Kelvin Ho, the Set Architect, has created a theatre within a theatre.The clean minimal design effortlessly divides the space, allowing shafts of light and a wall for the shadows. It seems as though the audience is spying an event, like a natural phenomena ; birds in a hurricane, steering into its calm eye or dolphins in a storm that are performing tricks on crashing waves.
“I’ve gone to that vicious, angry,frustrated place – what better place to exorcise yourself” Harbour explains.
There are no dull moments, it is absorbing and riveting, from beginning to end.
Filigree and Shadow are one of the three performances of 20:21 which also include Symphony In Three Movements (1946) by Choreographer George Balanchine and In The Upper Room (1986) by Twyla Tharp
When clothes do matter! Cinderella is the ‘It girl’ of the season. Even without a mother, there is the godmother to provide a night out on the town. The wicked sisters may lack the talent, taste and kindness of their rival sister but their comic timing is perfect.
The costumes are a remarkable stroke of insight. They communicate a large hunk of the tale. Ballet has no voice; the palette is made up of dance, drama, costume, score and set. The show is catchy with a surrealistic bite, re-told with a modern edge.
No one has moves like the Prince (Ty King Wall). The magnetic duo are drawn together when Cinderella (Lana Jones) ‘steals the show’ and sets the tone at the ball. The twisted sisters are deliciously offbeat.
There is nothing like a dance story told by a dance company, frock them up and send them to a Ball. This is why you should go!

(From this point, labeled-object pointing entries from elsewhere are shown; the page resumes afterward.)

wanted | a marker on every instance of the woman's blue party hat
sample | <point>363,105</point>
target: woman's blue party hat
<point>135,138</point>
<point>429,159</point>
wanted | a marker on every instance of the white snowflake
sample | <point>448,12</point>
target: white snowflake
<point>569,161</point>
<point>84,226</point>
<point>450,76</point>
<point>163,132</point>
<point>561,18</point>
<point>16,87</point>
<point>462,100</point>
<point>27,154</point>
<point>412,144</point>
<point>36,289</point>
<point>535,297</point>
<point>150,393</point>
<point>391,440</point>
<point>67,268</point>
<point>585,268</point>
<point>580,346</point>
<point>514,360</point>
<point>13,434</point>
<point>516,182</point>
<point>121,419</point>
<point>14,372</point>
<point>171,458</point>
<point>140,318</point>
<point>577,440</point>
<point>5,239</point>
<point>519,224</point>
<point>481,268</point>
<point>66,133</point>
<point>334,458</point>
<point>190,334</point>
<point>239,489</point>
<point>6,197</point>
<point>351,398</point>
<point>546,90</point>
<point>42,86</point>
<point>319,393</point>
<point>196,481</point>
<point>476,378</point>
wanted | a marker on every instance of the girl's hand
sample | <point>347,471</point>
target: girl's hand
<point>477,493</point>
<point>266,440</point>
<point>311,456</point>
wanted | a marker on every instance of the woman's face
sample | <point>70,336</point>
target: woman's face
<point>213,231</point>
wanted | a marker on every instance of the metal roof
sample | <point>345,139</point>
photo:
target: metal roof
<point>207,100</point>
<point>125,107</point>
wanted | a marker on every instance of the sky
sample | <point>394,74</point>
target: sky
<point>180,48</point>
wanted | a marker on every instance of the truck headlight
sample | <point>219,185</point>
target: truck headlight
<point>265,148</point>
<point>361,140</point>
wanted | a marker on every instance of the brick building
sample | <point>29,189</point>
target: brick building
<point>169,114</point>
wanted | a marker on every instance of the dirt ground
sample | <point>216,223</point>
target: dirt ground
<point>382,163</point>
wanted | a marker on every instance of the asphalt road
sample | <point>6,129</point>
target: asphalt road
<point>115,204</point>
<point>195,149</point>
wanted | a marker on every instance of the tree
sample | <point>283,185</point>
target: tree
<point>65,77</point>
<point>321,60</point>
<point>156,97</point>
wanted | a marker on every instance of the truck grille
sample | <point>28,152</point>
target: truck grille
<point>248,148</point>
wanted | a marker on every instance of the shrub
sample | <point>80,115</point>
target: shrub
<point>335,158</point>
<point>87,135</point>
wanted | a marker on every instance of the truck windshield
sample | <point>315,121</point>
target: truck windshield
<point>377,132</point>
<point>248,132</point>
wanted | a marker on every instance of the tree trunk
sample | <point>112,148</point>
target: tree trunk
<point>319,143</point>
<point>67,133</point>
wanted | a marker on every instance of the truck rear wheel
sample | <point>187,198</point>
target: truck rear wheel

The dancing and Alexei Ratmansky’s choreography is a visual delight.
Cinderella is an interesting fairytale to re-visit; it carries life lessons in a purse of simple context. Jealousy is unable to suppress the hopeful soul. When humans fail, the stars align to aid her journey and her destiny.
As the full moon hangs heavy over Melbourne skies, another moon and another season, the ‘Midsummer Night’, takes flight in the deep chambers of the Art Centre, on the opening night of The Dream.
Enter into the enchanted forest where mischief casts spells on the unaware and leads them into late night folly, only to awake with a hangover of regret. Does it sound familiar? Of course it does. One can always rely on Shakespeare to understand the human heart.
“How can these things come to pass? O, how mine eyes do loathe his visage now!”
One does not need to read the play, to love The Dream. The magical blend of music and ballet lead the audience through the drama. The audience chuckled spontaneously through the performance, it’s bewitching and it’s funny. They cheered and applauded.
The visual beauty of the set and performance is unworldly; it’s easy for us to be tripped into its spell. The music and the dance are fused into one. The poetry of our slumber awakens to newer world, an alternative, and a deviation from the probable path into a fantastic alternative that leads us safely back, to our destination.
Ballet of this calibre is a sublime experience.
Puck, (Chengwu Guo) the mischievous fairy, is a tad liberal with his love potions, which leads to squabbles and confrontations. His dance is super-imposed with thrill and adventure whereas the ‘labourers’ trod a heavy step. It’s the unique combination of dance that binds multiple styles and creates a visual texture to the play that is echoed by the score. Kevin Jackson is mesmerising as Oberon.
Chief Conductor Nicolette Fraillon leads the orchestra gently into the play with the strings and piano opening the drama, she builds the momentum with the wind instruments that tantalise the audience into a heightened state of expectation.
David Walkers set is magnificent, enriched by the lighting techniques of John B Read. It’s a sensory feast. The evening begins with the abstract dance of Symphonic Variations and Monotones 11, which showcases the talent of Frederick Ashton and the skill and grace of the dancers. This clears the pallet to make way for the rich, full-bodied production of the Dream.